"Accordion Space" exhibit strikes the right painterly note

Publication Date

Six contemporary painters who expand and compress space in unpredictable ways are featured in “Accordion Space,” in the West and Crowell galleries in the Feigenbaum Center for Visual Arts.

Laini Nemett, the John D. MacArthur Assistant Professor of Drawing and Painting, curated the exhibition. A free reception, open to the public, will be held at the galleries Friday, Oct. 20, 5-7 p.m.

“The artists in this show bring us in with familiar moments and push us back to take in the whole: their canvases, like accordions, modulating between a whisper and a bellow, and back again,” Nemett says.

The featured artists are:

Aschely Cone: Cone presents paintings that create patterned veils while also suggesting windows or doorways through which to travel. A recent recipient of the St. Mary’s College of Maryland Teaching Fellowship, she is represented by the Hamiltonian Gallery in Washington D.C.

Doron Langberg: Painting from personal life, Israeli native Langberg addresses issues of gender and sexuality with bold color, gestural brushwork and sensitive portraiture. This year, he is participating in the prestigious Sharpe Walentas Studio Program in New York.
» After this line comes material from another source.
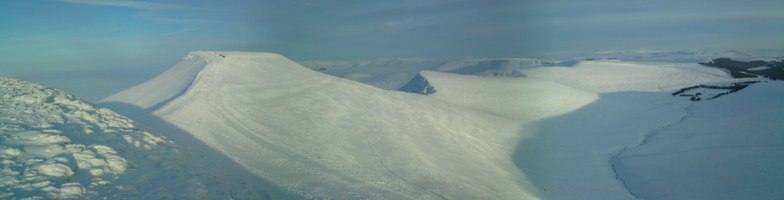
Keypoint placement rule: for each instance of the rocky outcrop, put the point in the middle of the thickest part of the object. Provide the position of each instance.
(418, 85)
(773, 70)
Susan Lichtman: Lichtman, a figurative painter, uses scenes from the first floor of her house and her studio as a stage for unfolding moments that offer a poetic twist to the everyday. She is an associate professor of painting at Brandeis University in Waltham, Mass.

Sangram Majumdar: Majumdar starts from observation, such as paper cut-outs in a dollhouse or the view into a hallway window at night. He conceals and reveals forms to create a heavily documented archive of looking. A native of Kolkata, India, Majumdar resides in Brooklyn and teaches painting at the Maryland Institute College of Art.
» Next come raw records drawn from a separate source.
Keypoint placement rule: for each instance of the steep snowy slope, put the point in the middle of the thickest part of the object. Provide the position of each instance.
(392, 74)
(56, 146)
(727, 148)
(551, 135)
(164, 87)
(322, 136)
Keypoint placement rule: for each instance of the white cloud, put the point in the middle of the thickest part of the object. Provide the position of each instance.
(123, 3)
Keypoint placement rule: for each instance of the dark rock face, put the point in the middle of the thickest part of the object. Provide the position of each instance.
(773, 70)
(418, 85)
Claire Sherman: Sherman, of New York City, is influenced by the writings of philosophers Edmund Burke, Immanuel Kant and Jean-François Lyotard, who address the sublime and the beauty of the natural world. Fluctuating between abstraction and representation, and inspired by traveling, her imagery alludes to specific places and dramatic landscapes. An associate professor at Drew University in Madison, N.J., she is represented by D.C. Moore Gallery in Chelsea.
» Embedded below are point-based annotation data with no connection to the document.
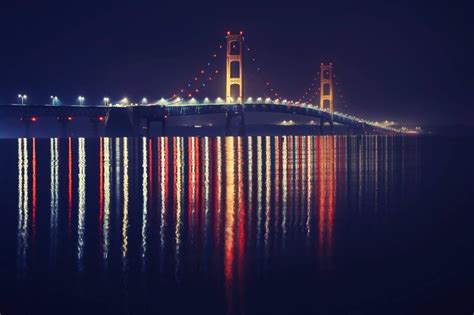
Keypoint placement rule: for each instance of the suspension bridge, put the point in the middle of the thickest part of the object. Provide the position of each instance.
(125, 118)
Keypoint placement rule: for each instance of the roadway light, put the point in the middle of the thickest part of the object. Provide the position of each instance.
(124, 101)
(22, 98)
(54, 100)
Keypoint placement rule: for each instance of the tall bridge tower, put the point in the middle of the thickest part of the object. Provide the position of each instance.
(326, 99)
(234, 76)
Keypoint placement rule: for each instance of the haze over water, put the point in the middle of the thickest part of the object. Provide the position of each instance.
(281, 224)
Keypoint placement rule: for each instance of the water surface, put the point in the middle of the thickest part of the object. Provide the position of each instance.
(251, 225)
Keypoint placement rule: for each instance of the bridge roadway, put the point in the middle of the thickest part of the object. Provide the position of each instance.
(145, 114)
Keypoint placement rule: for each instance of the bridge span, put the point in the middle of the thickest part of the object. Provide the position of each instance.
(136, 120)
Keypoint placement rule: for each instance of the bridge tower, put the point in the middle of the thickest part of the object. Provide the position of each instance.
(234, 75)
(326, 99)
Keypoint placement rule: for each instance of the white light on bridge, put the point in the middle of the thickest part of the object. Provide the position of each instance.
(106, 101)
(22, 98)
(54, 100)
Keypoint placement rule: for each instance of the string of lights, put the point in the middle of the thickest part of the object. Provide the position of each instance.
(201, 79)
(270, 90)
(338, 92)
(311, 92)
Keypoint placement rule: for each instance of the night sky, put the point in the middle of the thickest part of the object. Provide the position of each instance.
(406, 61)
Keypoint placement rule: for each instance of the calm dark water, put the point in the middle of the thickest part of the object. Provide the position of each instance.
(253, 225)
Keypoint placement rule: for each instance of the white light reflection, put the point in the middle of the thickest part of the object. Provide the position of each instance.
(81, 202)
(125, 205)
(22, 204)
(106, 221)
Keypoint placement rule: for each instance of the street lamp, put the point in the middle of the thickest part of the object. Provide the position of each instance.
(22, 98)
(54, 100)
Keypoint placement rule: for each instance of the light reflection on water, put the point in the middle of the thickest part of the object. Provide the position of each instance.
(226, 206)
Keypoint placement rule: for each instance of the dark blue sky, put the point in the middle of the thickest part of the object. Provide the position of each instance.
(408, 61)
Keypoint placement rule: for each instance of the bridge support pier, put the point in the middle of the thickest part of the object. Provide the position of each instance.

Didier William: A native of Port-au-Prince who chairs the MFA Program at the Pennsylvania Academy of Fine Arts, William draws from memory, oratory and historical archives to reimagine narratives of the black diaspora. Weaving recognizable forms with poured paint, etched wood and stuccoed surfaces, his paintings collide in questions of race, gender, identity and Haitian history.

“Accordion Space” runs through Nov. 14.